The culture of possession isn't going away anytime soon. But why would it? It's been here since the inception of this country, from the days of slave-owning founding fathers to the creation of federal laws to cheat, pillage, and exterminate Native Americans, to the present day, where a professional sports team in our nation's capital can continue to use an ethnic slur as its official moniker. In order to break all this down, we need to keep the conversation going beyond the shootings to chip away at a culture that helped create the monster who pulled the trigger.

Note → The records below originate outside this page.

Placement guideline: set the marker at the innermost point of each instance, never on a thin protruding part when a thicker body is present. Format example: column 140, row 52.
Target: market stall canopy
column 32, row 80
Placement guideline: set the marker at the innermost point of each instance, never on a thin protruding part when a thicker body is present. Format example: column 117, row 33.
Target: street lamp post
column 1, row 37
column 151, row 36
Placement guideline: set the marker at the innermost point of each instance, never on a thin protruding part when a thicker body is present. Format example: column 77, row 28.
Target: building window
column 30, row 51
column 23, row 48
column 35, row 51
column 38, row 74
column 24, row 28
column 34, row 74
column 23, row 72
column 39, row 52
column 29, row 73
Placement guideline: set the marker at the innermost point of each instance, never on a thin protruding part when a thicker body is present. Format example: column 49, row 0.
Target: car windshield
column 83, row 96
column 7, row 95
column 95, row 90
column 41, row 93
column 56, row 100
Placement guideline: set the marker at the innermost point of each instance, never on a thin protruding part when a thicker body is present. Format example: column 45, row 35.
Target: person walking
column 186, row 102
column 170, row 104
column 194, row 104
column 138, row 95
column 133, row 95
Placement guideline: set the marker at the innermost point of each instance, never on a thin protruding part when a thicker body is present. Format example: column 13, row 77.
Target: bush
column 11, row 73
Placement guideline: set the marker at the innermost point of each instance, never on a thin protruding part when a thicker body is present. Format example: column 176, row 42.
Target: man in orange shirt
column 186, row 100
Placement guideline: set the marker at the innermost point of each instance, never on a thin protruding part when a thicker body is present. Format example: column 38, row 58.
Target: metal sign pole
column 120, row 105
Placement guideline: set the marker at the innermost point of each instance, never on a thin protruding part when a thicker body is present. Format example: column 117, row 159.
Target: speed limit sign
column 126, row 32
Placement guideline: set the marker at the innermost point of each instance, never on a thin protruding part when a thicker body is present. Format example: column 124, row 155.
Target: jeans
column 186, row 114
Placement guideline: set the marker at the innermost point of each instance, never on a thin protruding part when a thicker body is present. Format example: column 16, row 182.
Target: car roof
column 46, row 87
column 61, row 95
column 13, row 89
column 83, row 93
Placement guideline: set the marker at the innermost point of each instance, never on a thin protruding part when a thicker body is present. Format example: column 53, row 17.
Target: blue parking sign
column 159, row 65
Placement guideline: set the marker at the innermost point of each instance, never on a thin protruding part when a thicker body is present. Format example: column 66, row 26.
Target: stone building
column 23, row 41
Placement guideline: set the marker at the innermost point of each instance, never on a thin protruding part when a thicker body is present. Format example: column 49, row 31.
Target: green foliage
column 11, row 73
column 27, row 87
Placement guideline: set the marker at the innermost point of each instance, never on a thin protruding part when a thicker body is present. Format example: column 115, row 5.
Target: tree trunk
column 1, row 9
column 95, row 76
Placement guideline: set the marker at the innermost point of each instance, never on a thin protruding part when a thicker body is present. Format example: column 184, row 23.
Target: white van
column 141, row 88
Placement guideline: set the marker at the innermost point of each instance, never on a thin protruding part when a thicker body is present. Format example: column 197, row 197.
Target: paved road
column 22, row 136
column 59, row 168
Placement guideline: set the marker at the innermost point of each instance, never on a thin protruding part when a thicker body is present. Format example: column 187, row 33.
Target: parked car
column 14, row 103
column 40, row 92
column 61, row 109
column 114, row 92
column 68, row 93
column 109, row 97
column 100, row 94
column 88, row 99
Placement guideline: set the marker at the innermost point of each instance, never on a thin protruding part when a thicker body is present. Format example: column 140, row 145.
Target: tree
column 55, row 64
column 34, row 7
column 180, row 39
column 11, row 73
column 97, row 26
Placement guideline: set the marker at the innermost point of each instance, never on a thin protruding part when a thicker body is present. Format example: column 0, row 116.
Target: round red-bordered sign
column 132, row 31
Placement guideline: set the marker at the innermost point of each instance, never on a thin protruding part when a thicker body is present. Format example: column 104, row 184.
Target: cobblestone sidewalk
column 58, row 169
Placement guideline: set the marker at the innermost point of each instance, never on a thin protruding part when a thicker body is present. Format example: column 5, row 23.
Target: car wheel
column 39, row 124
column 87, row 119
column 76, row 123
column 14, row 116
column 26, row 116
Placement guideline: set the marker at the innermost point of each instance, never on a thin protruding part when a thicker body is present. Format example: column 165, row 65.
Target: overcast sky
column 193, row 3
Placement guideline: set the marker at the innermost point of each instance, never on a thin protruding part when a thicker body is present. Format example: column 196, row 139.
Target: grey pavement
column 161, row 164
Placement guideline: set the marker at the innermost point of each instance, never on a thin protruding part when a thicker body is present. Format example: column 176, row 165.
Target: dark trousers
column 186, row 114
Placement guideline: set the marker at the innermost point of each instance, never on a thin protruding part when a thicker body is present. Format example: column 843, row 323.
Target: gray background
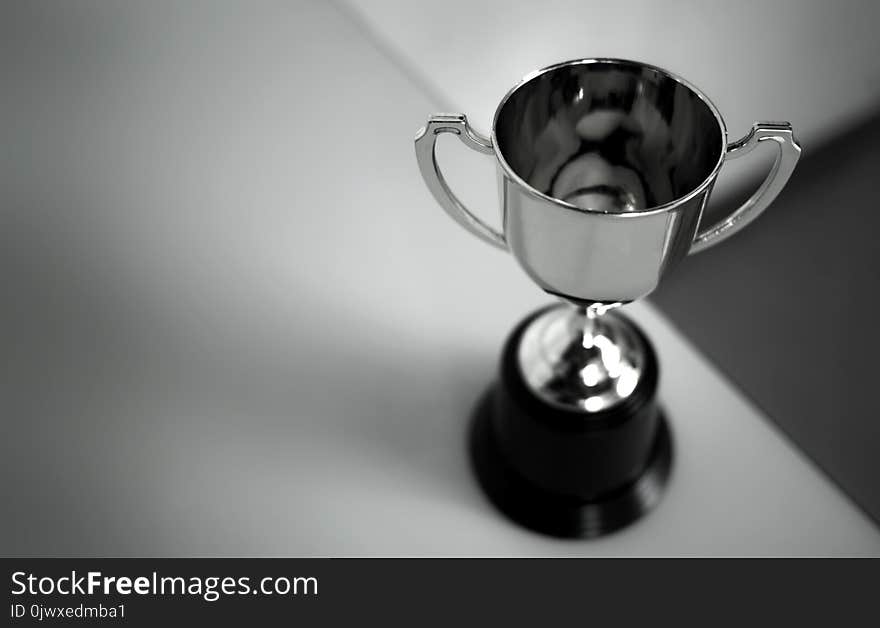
column 185, row 183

I'll be going back to South Carolina sooner or later—I have to. My mother's still not well, and a friend from high school recently told me she's getting married. When I do go back, will I see any of those guys from before, on the highway, in the Huddle House, or at the hospital? In Anderson, there's a coffee shop I like to go to, downtown. Will those same kids be there? When they heard the news this week and saw Roof's face, what was going through their minds? Could it have been anything like recognition?